While the sight of an enraged Loretta violently screaming at the top of her lungs would rattle and shatter most men to their core, Leroy merely strikes a casual pose and nonchalantly throws out his pointed insulting response. If this isn't the very definition of poise under pressure, I don't know what is. Of course one isn't born with that sort of unyielding resolve, it takes many decades of near constant verbal abuse and shrill nagging to develop that temperament. Leroy earns the point.
Having failed to secure any sort of loan from yesterday's trip to the "loan office", Leroy finds himself broke and lamenting the fact that his Internet banking account has eliminated his old practice of buying more time by claiming to his debt collectors that the check was in the mail. I imagine that as Leroy continues to bemoan his mounting financial woes, Loretta is going over her next unsustainable shopping spree in her mind. Push.
It seems that the Lockhorns' personal financial situation is so poor that even delusional individuals who claim to be moneylenders, who talk to themselves on disconnected phone headsets in offices consisting of empty teal rooms with the word "LOANS" spray painted on the walls are uncontrollably laughing in disbelief at their loan requests. You know there is definitely something wrong with your finances when the mentally ill consider you to be a laughably bad credit risk. It's a push.

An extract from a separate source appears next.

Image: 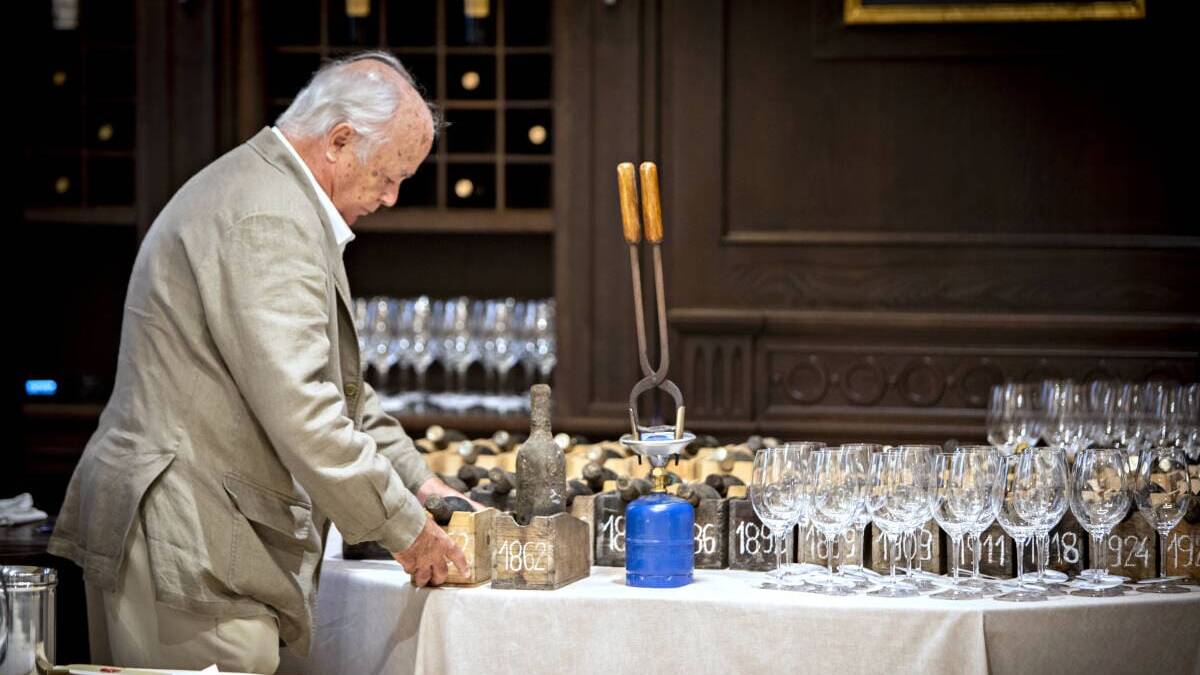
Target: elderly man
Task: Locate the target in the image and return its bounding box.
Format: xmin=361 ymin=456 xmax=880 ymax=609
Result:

In the ridiculous, dated world of the Lockhorns, was there any doubt that the mouse would obviously live in a classic arched hole in the wall? Even the vermin that inhabit the Lockhorns' home are trapped in hopelessly outdated stereotypes. Considering how much rat poison Loretta usually puts in her cooking for Leroy, it does seem moot to try and humanely capture the mouse alive. However, I assume the mouse has more sense than Leroy and like all members of the animal kingdom would just avoid Loretta's food based on the unusual color and repugnant odor alone. Leroy still gets the point.